When young people get out of school, they already think of themselves as designers. This is not good. They have the school knowledge, but not the experience. The difficulty of fashion isn’t just about creativity. It’s about selling clothes, about having means to buy materials to make clothes. Young designers cannot remain independent today. It’s impossible. But money can weaken creativity as well.
You work on every aspect of a garment?
Yes. I start with the base and make and correct the patterns. Like here’s an adjusted pattern for a sleeve with different color markings to show each adjustment. I give these to the studio and they will trace this on fabric and get the sample ready for fittings and further changes. There’s an atelier for tailoring and leather and two for fluid fabrics like chiffons. We do all the prototypes here and for certain clients the clothes are done here. We work with a special leather factory near here that knows how we work the leathers. You also need skilled technicians to realize the prototypes. I have a young girl here who came from Yves Saint Laurent couture.
You do one collection a year?
No, two. And I remake some of the classics. It’s funny how a twin set and a skirt can do an enormous amount of business. That also tells you what women really consume. The rest is only short term. Women have to have the time to buy clothes, because they are very expensive. There has to be time at the stores for consumers to buy—every month some things are on sale. We are not on sale in New York unless it’s something very old.
Would you do a collection for H&M?
If I have time, I would love to. I did with Tati before. I am overbooked at the moment. Right now, I have a lot of couture orders that we are working on, but there’s also the collection for buyers, and the winter collection as well. You have to cheat a little bit to catch up. It’s a lot of time spent for a single client.
And you have to remain free?
If I were not free, I would not do it.
But you have to have several palaces and yachts in the Mediterranean to be a successful designer today. (Both laugh.)
Listen, I have a house in Tunisia that I never live in or use. I am always here. I go to bed over there and come back down here tomorrow to work. Where are the needs for palaces and yachts? I mean, there is furniture delivered downstairs that are still in boxes.
Yes, I saw the boxes in the hallway near the kitchen being used as counters.

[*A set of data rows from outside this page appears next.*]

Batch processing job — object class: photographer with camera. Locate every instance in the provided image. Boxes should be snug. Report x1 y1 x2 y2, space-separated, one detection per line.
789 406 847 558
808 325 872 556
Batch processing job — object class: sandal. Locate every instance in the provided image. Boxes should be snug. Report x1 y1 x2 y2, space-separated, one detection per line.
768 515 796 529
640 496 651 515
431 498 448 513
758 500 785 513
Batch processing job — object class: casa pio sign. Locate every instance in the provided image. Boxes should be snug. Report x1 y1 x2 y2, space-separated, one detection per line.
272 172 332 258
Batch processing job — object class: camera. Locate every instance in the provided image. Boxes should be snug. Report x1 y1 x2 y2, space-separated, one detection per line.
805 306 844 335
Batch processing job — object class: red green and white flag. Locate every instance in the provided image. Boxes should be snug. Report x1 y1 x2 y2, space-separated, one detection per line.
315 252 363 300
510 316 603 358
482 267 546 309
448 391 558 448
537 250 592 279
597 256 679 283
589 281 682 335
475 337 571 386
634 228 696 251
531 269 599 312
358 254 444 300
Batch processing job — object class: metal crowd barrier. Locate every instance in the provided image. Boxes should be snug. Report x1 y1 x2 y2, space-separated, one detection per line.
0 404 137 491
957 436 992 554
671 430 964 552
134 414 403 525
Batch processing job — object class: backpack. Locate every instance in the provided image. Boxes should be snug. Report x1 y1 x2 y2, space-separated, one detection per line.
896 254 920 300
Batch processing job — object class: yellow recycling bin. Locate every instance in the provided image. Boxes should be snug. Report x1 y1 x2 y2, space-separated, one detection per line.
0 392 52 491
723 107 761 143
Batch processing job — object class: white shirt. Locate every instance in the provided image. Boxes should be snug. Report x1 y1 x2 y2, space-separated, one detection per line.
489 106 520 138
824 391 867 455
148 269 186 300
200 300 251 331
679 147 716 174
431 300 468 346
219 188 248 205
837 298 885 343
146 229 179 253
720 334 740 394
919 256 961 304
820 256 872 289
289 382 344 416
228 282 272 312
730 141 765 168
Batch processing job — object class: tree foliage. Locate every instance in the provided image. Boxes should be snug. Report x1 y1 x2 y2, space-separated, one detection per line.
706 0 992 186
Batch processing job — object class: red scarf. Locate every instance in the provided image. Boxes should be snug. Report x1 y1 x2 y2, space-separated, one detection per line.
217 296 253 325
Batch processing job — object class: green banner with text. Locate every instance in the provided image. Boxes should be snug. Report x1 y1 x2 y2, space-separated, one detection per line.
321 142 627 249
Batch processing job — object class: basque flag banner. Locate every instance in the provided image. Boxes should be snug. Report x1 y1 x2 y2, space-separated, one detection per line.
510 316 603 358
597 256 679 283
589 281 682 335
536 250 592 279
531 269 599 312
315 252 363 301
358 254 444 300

I spend time with friends. We lunch and dine every day together. It’s like a family where you drop by and stay for lunch. Usually fifteen to twenty people come to eat here everyday. And when dinner is over, I go back up to the studio and work until about three in the morning. I turn on the TV as I work. Sometimes I watch National Geographic. I mistakenly think I visited a place because I had seen it on TV. Once I was describing the minute details of the Bosphorus and the palaces to a friend who was leaving for Turkey as if I had been there. [It was just] on TV the night before.
But a boat in the Mediterranean?
What am I going to do with a boat? Fashion is not the same way as before where designers would shut themselves in their house and work on collections. Now so much is done outside due to lack of time. And couture is just evening and wedding clothes. Young rich women can find everything in ready-to-wear shops. Couture should continue so that the main d’oeuvres remain. You can no longer spend hours and hours on one thing anymore. Sometimes ready-to-wear techniques are better than couture so those skills have to change.
I think there’s less of the human experience of fashion.
Precisely.
Just past 2 a.m., we walked down the staircase, back into the store, now completely dark save for the lights emanating from upstairs, to the front gate. I wondered as I walked on the dark rue de Moussy what modern fashion would be like if other designers had followed Alaïa’s unique road. Is his model even feasible? In this age of globalization, the small artisan fashion designer house as a business model is surely an anomaly, but maybe not obsolete.
Mr. Alaïa’s absolute devotion to his craft is admirable and distinctive. I came to understand from Le Patron that fashion is not art; it’s not an intellectual endeavor ripe for endless analysis. Rather, fashion is an emotional response on how to contain a human body. That’s the Alaïa experience of contemporary fashion.